Feroz Gajia, restaurateur and Eater London contributor: In a year of at least 300 restaurant meals, most of which were at new restaurants or for the first time, the standbys are usually the ones you go to for guaranteed meals of quality and excellence. The top two would be Singburi & 40 Maltby Street both of which have given me more exquisite food, moments of wonder and great experiences than almost any other. Others would be the best in my immediate vicinity which just happen to be heavily skewed towards Turkish food. The trinity of Neden Urfa, 01 Adana and Numara Bos Cirrik 2 saved many a day or week with superb dishes of quality and consistency, just what everyone expects from their local haunts. NBC 2 seems to be part of the first wave of older ocakbasi restaurants that is upping their price point to reflect this, as they recognise their worth and fight to survive the inevitable rent increases following the latest wave of high street closures.

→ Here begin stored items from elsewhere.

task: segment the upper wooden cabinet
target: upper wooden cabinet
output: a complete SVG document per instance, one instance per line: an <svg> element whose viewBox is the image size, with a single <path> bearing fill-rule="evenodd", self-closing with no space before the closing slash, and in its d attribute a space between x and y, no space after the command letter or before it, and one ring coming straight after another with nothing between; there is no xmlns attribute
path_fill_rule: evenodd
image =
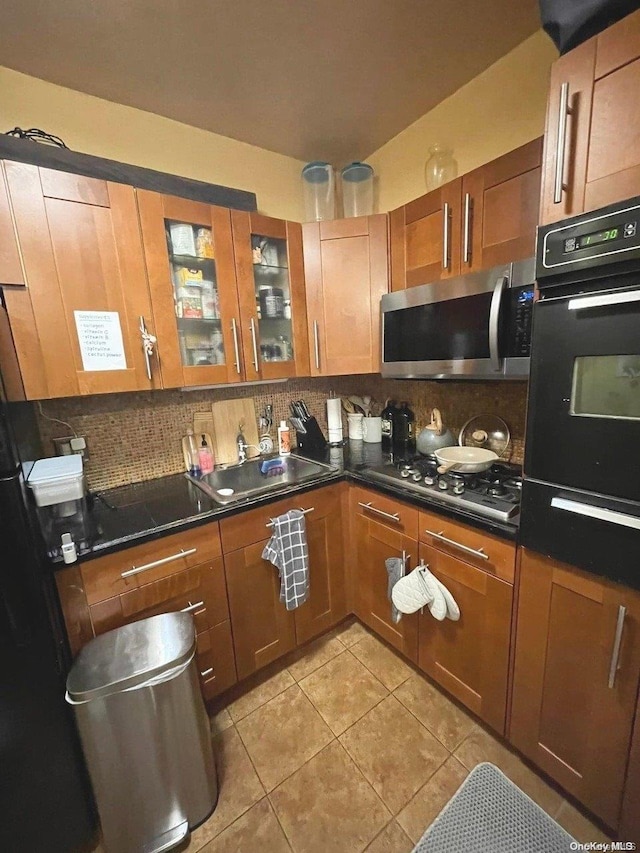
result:
<svg viewBox="0 0 640 853"><path fill-rule="evenodd" d="M231 211L247 379L309 375L302 228Z"/></svg>
<svg viewBox="0 0 640 853"><path fill-rule="evenodd" d="M153 322L133 188L24 163L4 170L22 258L14 278L26 279L4 300L27 399L158 387L140 332Z"/></svg>
<svg viewBox="0 0 640 853"><path fill-rule="evenodd" d="M533 255L541 162L534 139L392 211L391 289Z"/></svg>
<svg viewBox="0 0 640 853"><path fill-rule="evenodd" d="M639 629L640 593L523 551L510 739L614 828L636 712Z"/></svg>
<svg viewBox="0 0 640 853"><path fill-rule="evenodd" d="M3 284L22 286L25 280L4 163L0 162L0 285Z"/></svg>
<svg viewBox="0 0 640 853"><path fill-rule="evenodd" d="M302 236L311 375L379 372L386 214L310 222Z"/></svg>
<svg viewBox="0 0 640 853"><path fill-rule="evenodd" d="M391 289L460 274L462 181L458 178L391 211Z"/></svg>
<svg viewBox="0 0 640 853"><path fill-rule="evenodd" d="M640 195L640 11L551 70L540 221Z"/></svg>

Ed Smith, food writer and Eater London contributor: I ate out at “old” favourites more often than “new” in 2019, which is probably the right way round. Multiple solo lunches at Smoking Goat, Roti King, Koya and Towpath, plus dinners at Black Axe Mangal stand out — partly because they always left my craving for their menu sated, but also because each of them are so consistent too.
Daisy Meager, food writer and Eater London contributor: Bright, Black Axe Mangal, Rochelle Canteen, Leila’s, Cook Daily, BúnBúnBún, Smoking Goat, Towpath Cafe, BaoziInn and, let’s be honest, Pret.
Angela Hui, food writer and Eater London contributor: I know Singburi keeps cropping up time and time again on these end of year lists, but it really is one of the best restaurants out there and it’s run by the hottest insta chef. I’ve also had way too many helpings of noodles at Joy Luck, Hung’s, Cafe TPT, Lanzhou Lamian Noodle Bar and fried chicken from Good Friend for dessert this year.
Jonathan Hatchman, food writer and Eater London contributor: Good Friend — hands down the best chicken shop in zone one — or Chinese Tapas House. The jianbing are outrageous, ideally with pork belly, sausage, crispy won ton skins and fried bread. I’d eat it regularly for breakfast if I lived closer or woke up early enough.